Start Teaching Students How to Think and Not What to Think

It seems that as students attend school, many of them become skilled learners. And that’s not to say that they are really learning, rather they are learning how to learn the things that will get them good grades. But is this really what we want from our students?

Are Students Becoming Automated?

For over a century, we have created industrial workers that are nothing more than human automatons which are built solely for the task of monotonous labor that is not quite doable by robots yet. And we are operating within the mindset of teaching our students the exact way that we would program a machine. Sometime during the 20th century, schools started becoming places for information uploads where students were filled up with the proper data in order to function as gears within the industrial machinery of America, much like a walking hard drive if you will.

There is no doubt that today’s mass production has accomplished more than just increasing efficiency. It has sliced up tasks into simpler and smaller components to the point where one little job could be performed repeatedly every single day without any thought or even knowledge. It is hard to imagine a time many years ago, when our shoes were actually created by hand, and it took the skills of one knowledgeable person who then constructed the whole shoe. And then over time, literally hundreds of workers got involved in the making of a shoe. Each person was unskilled, but repeated one single task required in making the shoe and all of them collectively make hundreds, if not thousands of shoes every single day.

Retooling Our Education Systems

The promotion of automating humans really should end. No doubt that we are faced with an automated world, but our education systems must be retooled and restructured to teach our children how to think for themselves instead teaching them what to think. Generation after generation goes through the motion of memorizing facts that do not really add much value to the world.  

The challenge should not be who can store the most information, but who can process that information properly or better yet, creatively. The information itself is not the issue; the issue is to learn what to do with the information. We need to become teachers of curiosity, creativity, critical thinking, problem-solving, and analytical thinking. Cultivating a passion for learning itself is very vital to the transition from the industrial age over to the automation age. Our children must discover ways to collaborate and empathize along with other human beings. Being human should not be someone by themselves performing a single task, they should be a part of humanity and making contributions in an infinite number of ways.
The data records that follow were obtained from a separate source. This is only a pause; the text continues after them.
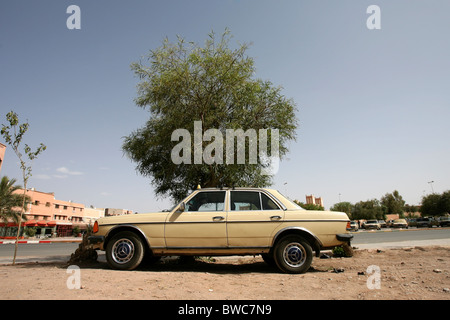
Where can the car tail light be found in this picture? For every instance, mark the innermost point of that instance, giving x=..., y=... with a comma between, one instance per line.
x=348, y=225
x=95, y=228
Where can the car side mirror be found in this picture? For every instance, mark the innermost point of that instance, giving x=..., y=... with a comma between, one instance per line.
x=181, y=207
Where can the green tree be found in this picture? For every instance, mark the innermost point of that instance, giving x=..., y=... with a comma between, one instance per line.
x=393, y=203
x=10, y=201
x=344, y=206
x=13, y=133
x=183, y=82
x=309, y=206
x=370, y=209
x=411, y=210
x=436, y=204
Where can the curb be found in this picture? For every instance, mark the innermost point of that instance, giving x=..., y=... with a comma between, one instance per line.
x=38, y=241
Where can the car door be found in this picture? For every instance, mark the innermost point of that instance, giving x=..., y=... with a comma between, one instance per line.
x=252, y=218
x=202, y=224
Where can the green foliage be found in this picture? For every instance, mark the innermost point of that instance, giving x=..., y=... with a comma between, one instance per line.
x=436, y=204
x=346, y=207
x=393, y=203
x=13, y=133
x=183, y=82
x=10, y=200
x=370, y=209
x=309, y=206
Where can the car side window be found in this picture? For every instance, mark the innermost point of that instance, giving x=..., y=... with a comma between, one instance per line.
x=267, y=203
x=207, y=201
x=245, y=200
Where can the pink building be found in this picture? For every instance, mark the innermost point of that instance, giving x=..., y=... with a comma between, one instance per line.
x=2, y=154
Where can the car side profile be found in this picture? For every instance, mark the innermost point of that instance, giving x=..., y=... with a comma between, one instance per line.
x=229, y=221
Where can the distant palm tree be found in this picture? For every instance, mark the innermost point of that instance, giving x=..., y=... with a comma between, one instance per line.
x=10, y=202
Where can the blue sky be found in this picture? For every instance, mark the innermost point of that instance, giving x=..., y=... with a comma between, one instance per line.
x=373, y=105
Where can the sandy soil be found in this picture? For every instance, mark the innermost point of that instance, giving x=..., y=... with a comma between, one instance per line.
x=411, y=273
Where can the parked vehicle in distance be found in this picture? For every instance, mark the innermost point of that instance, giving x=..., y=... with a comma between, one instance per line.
x=225, y=221
x=444, y=221
x=412, y=222
x=423, y=223
x=371, y=224
x=354, y=226
x=399, y=223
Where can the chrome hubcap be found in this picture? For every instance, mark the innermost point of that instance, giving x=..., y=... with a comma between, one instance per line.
x=123, y=251
x=294, y=254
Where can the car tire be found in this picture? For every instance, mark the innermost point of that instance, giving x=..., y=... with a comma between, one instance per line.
x=293, y=254
x=124, y=251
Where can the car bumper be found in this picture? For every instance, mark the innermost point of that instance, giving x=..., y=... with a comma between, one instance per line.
x=345, y=237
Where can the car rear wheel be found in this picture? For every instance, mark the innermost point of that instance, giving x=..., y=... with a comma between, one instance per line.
x=293, y=254
x=124, y=251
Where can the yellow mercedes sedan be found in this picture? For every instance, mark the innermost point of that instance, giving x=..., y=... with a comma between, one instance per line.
x=227, y=221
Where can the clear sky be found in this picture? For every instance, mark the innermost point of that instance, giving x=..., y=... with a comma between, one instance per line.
x=373, y=105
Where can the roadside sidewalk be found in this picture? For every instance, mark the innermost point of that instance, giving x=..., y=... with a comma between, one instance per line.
x=35, y=241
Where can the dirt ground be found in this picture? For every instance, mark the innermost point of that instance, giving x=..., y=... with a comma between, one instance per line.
x=404, y=274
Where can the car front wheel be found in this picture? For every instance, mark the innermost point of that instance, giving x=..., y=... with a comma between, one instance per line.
x=293, y=254
x=124, y=251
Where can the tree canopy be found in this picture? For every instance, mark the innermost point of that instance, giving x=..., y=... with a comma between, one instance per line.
x=185, y=86
x=436, y=204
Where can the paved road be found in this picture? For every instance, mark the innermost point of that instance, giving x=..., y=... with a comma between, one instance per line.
x=401, y=238
x=366, y=239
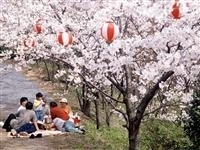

So when people begin discussing the future of their work, they are usually referring to the future of their paid labor. But it is very important that in the future, all forms of work must be recognized. Such as when someone decides to edit Wikipedia, they are making a contribution for the great good of society. This work is just as important as paid work.

This is why society would improve if everyone could receive an unconditional base income such as cash stipends that would start each person over the poverty limit every month. This could be a major component of future work. This way, as paid work becomes automated, humans will be to focus more work that needs to be done.